Going to plan…
Lamentations 3: 22-33 (NRSVA)
22 The steadfast love of the Lord never ceases,
his mercies never come to an end;
23 they are new every morning;
great is your faithfulness.
24 ‘The Lord is my portion,’ says my soul,
‘therefore I will hope in him.’
25 The Lord is good to those who wait for him,
to the soul that seeks him.
26 It is good that one should wait quietly
for the salvation of the Lord.
27 It is good for one to bear
the yoke in youth,
28 to sit alone in silence
when the Lord has imposed it,
29 to put one’s mouth to the dust
(there may yet be hope),
30 to give one’s cheek to the smiter,
and be filled with insults.
31 For the Lord will not
reject for ever.
32 Although he causes grief, he will have compassion
according to the abundance of his steadfast love;
33 for he does not willingly afflict
or grieve anyone.
I was brought up to always have a plan. To work towards that plan and I’d achieve my goals in life. And…it is also wise to have a back-up plan just in case things don’t go to plan with the first plan!
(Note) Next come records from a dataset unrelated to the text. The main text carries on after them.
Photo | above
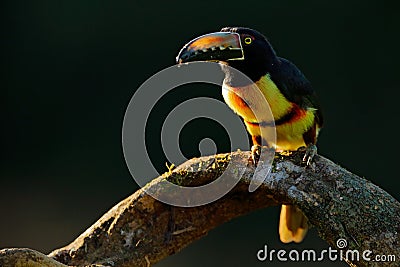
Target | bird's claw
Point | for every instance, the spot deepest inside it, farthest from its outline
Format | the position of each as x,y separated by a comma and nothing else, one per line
310,152
255,154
The trouble is our plans don’t always marry-up with God’s plans.
I had felt God calling me into ministry. His call was clear, it was powerful, but I resisted his call for a long, long time. You see I had a career that I loved… or that I thought I loved. I applied for ministry and was accepted but I still wasn’t fully committed as I was still wrapped up in my career and the company I worked for. I’d be giving up so much. Ministry hadn’t been in my plan, or even my back-up plan. It was just a wild dream I’d had when I was a wee girl.
Then fate forced my hand and God used this time. My company was centralising my department, my position was being made redundant. If I took the redundancy I’d have enough money to support me while I studied. No more excuses. This was God’s time now, Time to trust God’s plan, God’s call. Yes, I was bereft for the life I was losing, and I grieved for that life, but I trusted that God had something wonderful planned for me in this new life of ministry. And I’m glad I trusted as this has been the greatest four years of my life…the hardest…but the greatest!
And it isn’t over yet. This past year we all have experienced dismantling, shaking, change and loss in our lives. I have too. I still am. I’ve realised plans don’t work, unless they are God’s plans. So, I’m trying to free myself of expectations, mine and other people’s, and focus on listening to God’s voice and trusting. He knows his plan.
Faithful Father God
Your mercies are new every morning
Help us to see the new beginnings, the new opportunities of each fresh morning
When our plans are falling apart
and the ground seems to be crumbling around us,
Fill us with hope and help us to see your mercies
Throughout our day
Teach us to focus on you
To trust you with our burdens
To trust you with our lives
ACTION: Listen (and/or belt out) the song Great is Thy Faithfulness.